The largest manufacturer in China, Yingli Green Energy Hold. Co. Ltd. (ADR) (NYSE:YGE), expects similar trends in the first quarter, with shipments falling 6% to 7% and gross margin between 4% and 4.2%. So, every company follows the same general trends on both the top and bottom lines.
In the second quarter, the two companies that have reported earnings are expecting demand to pick up, with Canadian Solar Inc. (NASDAQ:CSIQ) guiding 380 MW to 420 MW of shipments and Trina Solar Limited (ADR) (NYSE:TSL) sees 500 MW to 530 MW.
So, overall the general shipment trend is down across Chinese solar in Q1, but there is an expected boom in the remainder of 2013. Any improvement is projecting, not based on an overarching trend in reported numbers.
Can they ever be profitable?
If we overlay the negative trends above with expected improvement during the rest of the year, we need to ask if these companies can ever be profitable again.
Canadian Solar Inc. (NASDAQ:CSIQ) is carrying $1.7 billion of debt (including notes payable) and Trina Solar Limited (ADR) (NYSE:TSL) had $1.3 billion of debt. To pay for this debt alone, they must make about $60 million annually based on first-quarter interest payments, which are still at extremely low rates. If we annualize interest and operating expenses based on the first quarter and use each company’s shipment guidance, we can estimate the needed gross margin per watt of solar.
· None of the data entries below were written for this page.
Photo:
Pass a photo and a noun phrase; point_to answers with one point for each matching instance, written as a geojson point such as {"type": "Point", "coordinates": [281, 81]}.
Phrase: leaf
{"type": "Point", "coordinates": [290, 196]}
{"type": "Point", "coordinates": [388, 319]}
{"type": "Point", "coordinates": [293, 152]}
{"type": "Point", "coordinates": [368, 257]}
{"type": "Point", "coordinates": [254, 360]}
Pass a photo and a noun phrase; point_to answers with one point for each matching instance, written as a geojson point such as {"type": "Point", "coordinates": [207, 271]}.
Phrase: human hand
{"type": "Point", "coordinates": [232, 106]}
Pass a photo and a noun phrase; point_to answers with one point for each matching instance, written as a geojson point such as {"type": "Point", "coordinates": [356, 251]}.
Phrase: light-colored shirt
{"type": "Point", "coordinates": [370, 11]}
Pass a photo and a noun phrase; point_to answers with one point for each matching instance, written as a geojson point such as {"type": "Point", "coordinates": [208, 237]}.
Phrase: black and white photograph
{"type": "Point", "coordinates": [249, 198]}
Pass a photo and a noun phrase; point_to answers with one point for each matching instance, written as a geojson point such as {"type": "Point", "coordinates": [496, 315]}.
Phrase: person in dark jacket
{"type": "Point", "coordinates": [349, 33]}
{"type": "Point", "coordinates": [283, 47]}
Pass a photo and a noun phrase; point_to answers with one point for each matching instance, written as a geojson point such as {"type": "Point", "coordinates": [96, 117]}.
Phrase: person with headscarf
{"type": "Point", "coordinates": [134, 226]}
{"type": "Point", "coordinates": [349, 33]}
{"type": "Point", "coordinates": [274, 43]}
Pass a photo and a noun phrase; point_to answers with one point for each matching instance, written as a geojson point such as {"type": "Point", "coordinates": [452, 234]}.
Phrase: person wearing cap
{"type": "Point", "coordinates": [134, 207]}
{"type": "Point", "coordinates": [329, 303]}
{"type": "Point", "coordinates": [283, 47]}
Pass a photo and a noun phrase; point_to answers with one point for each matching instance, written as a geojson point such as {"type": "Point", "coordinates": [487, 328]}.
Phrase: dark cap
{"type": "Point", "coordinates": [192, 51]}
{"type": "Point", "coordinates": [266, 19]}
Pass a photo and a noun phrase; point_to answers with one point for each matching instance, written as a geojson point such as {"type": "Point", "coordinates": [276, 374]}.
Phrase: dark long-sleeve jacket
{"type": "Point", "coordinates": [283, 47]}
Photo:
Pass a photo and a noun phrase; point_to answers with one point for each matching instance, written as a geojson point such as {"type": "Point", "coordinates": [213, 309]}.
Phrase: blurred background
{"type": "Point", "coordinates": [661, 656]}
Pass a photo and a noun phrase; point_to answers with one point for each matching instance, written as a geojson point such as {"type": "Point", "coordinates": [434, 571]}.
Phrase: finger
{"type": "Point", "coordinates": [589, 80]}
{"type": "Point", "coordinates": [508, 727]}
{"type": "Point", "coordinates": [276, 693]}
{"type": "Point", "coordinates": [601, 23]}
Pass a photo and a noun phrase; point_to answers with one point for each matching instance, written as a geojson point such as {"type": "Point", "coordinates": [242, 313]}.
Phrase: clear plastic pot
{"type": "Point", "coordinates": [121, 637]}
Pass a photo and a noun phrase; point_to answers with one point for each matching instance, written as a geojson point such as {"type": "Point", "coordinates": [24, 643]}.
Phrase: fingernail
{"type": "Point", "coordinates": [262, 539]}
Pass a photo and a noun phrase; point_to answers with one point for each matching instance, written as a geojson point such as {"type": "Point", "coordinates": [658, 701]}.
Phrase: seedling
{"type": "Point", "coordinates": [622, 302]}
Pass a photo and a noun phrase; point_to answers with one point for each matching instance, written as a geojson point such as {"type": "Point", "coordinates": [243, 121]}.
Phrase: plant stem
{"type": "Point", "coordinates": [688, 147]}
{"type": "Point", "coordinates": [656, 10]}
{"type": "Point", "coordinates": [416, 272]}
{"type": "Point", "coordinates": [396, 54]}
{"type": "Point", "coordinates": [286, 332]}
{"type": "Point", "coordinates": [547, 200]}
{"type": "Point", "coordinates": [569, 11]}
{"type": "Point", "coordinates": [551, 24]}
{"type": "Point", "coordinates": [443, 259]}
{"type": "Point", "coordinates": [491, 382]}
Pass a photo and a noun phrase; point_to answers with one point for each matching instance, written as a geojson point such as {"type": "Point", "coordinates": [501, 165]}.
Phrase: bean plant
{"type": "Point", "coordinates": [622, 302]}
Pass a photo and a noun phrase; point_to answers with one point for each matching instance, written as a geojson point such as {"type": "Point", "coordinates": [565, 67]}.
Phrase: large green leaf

|Canadian Solar||Trina Solar|
|Annual Operating Expenses||$150 million||$178 million|
|Annual Interest Expense||$60 million||$60 million|
|Breakeven Gross Profit||$210 million||$238 million|
|Shipment Guidance (top end)||1.8 GW||2.1 GW|
|Gross Profit Needed per Watt||$0.117||$0.113|
Based on these numbers and an average sale price of about $0.65 per watt for the industry, these companies would need to make a gross margin of at least 17% just to break even. And this doesn’t include taxes or rising interest costs from growing debt loads.